# British Bird Of Prey I.D



## Jb1432 (Apr 19, 2008)

Can anyone help me out with this one? I saw it on wednesday at about 5:30pm and didnt have my camera with me so went back to the same spot same time tonight and got a picture. Not amazingly clear as i shot it from quite a distance.


----------



## davemoths (Nov 19, 2008)

young buzzard maybe?


----------



## white (May 16, 2009)

have you got a front view?


----------



## white (May 16, 2009)

Hen harrier!


----------



## davemoths (Nov 19, 2008)

do you think its a juv? beak looks right but even without a tail wouldnt you usually see a white rump?

not that I know bugger all about birds so I am sure you are right.


----------



## Jb1432 (Apr 19, 2008)

white said:


> have you got a front view?


Unfortunately not, only a flight one..










: victory:


----------



## white (May 16, 2009)

It's a common buzzard.


----------



## Jb1432 (Apr 19, 2008)

white said:


> It's a common buzzard.


Ahh thanks, nice bird :2thumb:


----------



## 53bird (Sep 30, 2009)

white said:


> It's a common buzzard.


 
i agree, there seems to be loads about over the last few years :2thumb:


----------



## bothrops (Jan 7, 2007)

53bird said:


> i agree, there seems to be loads about over the last few years :2thumb:


 
Officially Britains commonest and most widespread bird of prey. Approx 40,000 breeding pairs. Over taken kestrels (~36,000 prs) now.

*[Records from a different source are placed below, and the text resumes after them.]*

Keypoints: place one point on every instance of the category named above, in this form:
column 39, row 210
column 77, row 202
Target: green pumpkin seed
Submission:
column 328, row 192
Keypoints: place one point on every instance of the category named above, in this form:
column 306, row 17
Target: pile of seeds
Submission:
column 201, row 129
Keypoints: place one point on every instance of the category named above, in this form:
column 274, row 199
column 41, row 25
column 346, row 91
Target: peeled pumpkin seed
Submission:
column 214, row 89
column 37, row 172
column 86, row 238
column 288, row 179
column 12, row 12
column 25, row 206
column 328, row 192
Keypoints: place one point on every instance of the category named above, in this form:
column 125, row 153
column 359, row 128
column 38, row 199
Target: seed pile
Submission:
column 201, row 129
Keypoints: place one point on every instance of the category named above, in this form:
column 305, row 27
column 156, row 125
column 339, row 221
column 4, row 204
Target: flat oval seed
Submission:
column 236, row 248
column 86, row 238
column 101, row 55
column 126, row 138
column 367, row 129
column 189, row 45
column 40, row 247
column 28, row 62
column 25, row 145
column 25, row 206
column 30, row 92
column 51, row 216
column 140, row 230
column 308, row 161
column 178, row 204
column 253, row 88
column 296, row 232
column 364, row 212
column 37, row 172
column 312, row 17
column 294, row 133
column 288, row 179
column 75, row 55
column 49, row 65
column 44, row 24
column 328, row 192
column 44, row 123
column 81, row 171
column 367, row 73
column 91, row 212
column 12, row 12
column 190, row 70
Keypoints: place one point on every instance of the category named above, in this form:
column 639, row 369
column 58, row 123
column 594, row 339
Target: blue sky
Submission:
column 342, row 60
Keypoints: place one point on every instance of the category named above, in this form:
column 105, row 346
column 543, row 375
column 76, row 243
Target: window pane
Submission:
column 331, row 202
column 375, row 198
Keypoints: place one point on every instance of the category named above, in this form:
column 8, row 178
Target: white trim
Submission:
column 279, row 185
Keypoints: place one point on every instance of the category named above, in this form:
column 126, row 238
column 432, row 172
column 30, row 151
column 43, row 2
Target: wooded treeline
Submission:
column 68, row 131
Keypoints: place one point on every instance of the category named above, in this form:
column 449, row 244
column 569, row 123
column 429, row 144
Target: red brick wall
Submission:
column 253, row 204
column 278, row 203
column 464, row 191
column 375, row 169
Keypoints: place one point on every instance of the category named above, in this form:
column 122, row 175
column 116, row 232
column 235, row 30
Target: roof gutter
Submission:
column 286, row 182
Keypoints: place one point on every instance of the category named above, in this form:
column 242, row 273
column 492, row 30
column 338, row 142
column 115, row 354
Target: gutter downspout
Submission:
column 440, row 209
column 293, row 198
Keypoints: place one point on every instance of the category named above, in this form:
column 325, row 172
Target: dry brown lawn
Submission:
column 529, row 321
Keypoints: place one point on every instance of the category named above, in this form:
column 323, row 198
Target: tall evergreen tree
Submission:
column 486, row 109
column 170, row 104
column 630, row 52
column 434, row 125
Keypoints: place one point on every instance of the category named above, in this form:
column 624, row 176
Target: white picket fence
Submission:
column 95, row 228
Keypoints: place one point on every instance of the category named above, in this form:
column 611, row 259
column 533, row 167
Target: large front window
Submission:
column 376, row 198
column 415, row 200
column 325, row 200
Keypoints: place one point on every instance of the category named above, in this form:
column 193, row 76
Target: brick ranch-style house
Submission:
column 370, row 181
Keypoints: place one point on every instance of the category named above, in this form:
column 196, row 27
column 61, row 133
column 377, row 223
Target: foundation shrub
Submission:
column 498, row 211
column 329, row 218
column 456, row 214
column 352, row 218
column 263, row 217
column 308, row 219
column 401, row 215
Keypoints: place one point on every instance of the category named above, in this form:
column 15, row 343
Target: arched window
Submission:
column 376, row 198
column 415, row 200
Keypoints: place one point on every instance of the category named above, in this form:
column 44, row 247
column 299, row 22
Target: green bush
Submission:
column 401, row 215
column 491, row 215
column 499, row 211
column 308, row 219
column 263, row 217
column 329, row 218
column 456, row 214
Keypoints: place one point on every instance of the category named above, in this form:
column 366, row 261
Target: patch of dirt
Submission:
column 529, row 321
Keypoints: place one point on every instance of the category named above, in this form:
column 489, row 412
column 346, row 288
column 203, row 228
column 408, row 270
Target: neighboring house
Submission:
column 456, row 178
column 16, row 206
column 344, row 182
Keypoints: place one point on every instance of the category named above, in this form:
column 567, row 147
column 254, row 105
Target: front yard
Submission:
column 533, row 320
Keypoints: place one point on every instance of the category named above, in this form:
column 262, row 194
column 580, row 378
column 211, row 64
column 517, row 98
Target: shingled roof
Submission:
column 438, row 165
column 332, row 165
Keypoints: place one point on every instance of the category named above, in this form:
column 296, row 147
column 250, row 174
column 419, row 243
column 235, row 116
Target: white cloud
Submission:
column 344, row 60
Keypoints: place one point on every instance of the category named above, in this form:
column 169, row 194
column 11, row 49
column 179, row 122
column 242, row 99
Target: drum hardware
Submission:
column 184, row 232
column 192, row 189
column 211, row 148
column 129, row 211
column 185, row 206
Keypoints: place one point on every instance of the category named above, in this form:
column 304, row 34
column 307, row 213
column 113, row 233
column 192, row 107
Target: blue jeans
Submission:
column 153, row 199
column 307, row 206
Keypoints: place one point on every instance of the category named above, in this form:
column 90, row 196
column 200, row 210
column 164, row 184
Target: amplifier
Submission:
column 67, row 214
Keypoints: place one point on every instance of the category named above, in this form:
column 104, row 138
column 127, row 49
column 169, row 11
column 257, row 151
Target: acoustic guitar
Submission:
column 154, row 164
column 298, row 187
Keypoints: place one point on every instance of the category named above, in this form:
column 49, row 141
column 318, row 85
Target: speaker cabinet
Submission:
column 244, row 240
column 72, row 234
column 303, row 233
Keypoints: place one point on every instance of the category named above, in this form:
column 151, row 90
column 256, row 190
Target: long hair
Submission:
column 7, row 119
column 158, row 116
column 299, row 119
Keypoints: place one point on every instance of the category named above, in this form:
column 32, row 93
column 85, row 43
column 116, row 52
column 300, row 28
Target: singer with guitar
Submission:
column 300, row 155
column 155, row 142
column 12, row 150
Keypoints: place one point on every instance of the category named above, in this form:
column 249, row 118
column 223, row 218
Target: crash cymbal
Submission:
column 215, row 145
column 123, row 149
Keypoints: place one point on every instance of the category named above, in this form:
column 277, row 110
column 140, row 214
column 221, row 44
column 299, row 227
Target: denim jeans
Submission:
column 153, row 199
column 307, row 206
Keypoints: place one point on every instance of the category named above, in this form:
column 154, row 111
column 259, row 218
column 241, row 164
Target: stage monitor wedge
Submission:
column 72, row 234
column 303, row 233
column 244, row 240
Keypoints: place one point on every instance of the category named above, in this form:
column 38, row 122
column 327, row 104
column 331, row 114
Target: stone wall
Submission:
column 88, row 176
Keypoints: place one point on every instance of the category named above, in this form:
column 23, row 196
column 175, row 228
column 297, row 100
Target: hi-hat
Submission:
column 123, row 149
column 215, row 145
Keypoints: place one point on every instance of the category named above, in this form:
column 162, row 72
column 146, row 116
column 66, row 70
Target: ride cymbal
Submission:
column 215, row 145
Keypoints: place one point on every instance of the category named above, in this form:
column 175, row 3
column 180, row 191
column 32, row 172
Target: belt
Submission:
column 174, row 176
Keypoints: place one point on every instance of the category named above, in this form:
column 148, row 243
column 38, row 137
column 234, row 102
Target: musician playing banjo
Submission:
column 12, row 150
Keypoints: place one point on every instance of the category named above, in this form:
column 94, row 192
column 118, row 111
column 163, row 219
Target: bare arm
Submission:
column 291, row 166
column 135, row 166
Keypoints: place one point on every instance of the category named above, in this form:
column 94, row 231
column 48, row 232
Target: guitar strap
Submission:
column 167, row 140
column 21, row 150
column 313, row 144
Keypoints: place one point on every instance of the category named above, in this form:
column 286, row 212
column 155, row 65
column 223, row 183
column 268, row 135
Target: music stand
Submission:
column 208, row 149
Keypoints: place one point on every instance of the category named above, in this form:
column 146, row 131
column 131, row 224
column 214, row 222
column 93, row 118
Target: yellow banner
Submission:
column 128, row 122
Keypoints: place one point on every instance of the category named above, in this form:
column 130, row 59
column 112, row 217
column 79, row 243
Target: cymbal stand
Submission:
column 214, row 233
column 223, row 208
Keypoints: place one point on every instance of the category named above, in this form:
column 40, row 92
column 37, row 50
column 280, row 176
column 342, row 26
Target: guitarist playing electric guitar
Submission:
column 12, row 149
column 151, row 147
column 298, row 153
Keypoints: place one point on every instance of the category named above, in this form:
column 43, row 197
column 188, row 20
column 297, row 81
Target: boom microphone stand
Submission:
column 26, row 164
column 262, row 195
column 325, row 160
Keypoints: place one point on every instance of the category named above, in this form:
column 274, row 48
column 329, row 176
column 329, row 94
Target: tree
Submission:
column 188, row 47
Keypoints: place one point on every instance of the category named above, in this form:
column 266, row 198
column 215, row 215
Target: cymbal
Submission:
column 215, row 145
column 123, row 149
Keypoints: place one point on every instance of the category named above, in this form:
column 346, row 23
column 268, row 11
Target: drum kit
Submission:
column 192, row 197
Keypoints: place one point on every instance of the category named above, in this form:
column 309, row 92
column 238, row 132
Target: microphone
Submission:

Still love to see them though!


----------



## Jb1432 (Apr 19, 2008)

bothrops said:


> Officially Britains commonest and most widespread bird of prey. Approx 40,000 breeding pairs. Over taken kestrels (~36,000 prs) now.
> 
> Still love to see them though!


Shame an Osprey hadnt lost its way down here, i'd become rich overnight :lol2:


----------



## bothrops (Jan 7, 2007)

Jb1432 said:


> Shame an Osprey hadnt lost its way down here, i'd become rich overnight :lol2:


How so?


----------



## Jb1432 (Apr 19, 2008)

bothrops said:


> How so?


Sell the story, the twitchers would pay anything to see an Osprey in the wild


----------



## Lucky Eddie (Oct 7, 2009)

bothrops said:


> Officially Britains commonest and most widespread bird of prey. Approx 40,000 breeding pairs. Over taken kestrels (~36,000 prs) now.
> 
> Still love to see them though!


HA!............................not a Hen Harrier then! :lol2:


----------



## waterdragon555 (Nov 27, 2010)

white said:


> It's a common buzzard.


 
It looks like a hen harrer from the last view but it from the first view it looks like a young buzzard


----------



## waterdragon555 (Nov 27, 2010)

Jb1432 said:


> Sell the story, the twitchers would pay anything to see an Osprey in the wild


 
we had a young ospray in our centure.It had some fish line on it's leg.


----------



## Bruceyyy (May 9, 2010)

Jb1432 said:


> Sell the story, the twitchers would pay anything to see an Osprey in the wild


no they wouldn't. not really a rarity at all. however if you had a nutcracker coming to your garden feeders, then you would be in the money!!


----------



## Bruceyyy (May 9, 2010)

waterdragon555 said:


> It looks like a hen harrer from the last view but it from the first view it looks like a young buzzard


It is definitely a common buzzard!


----------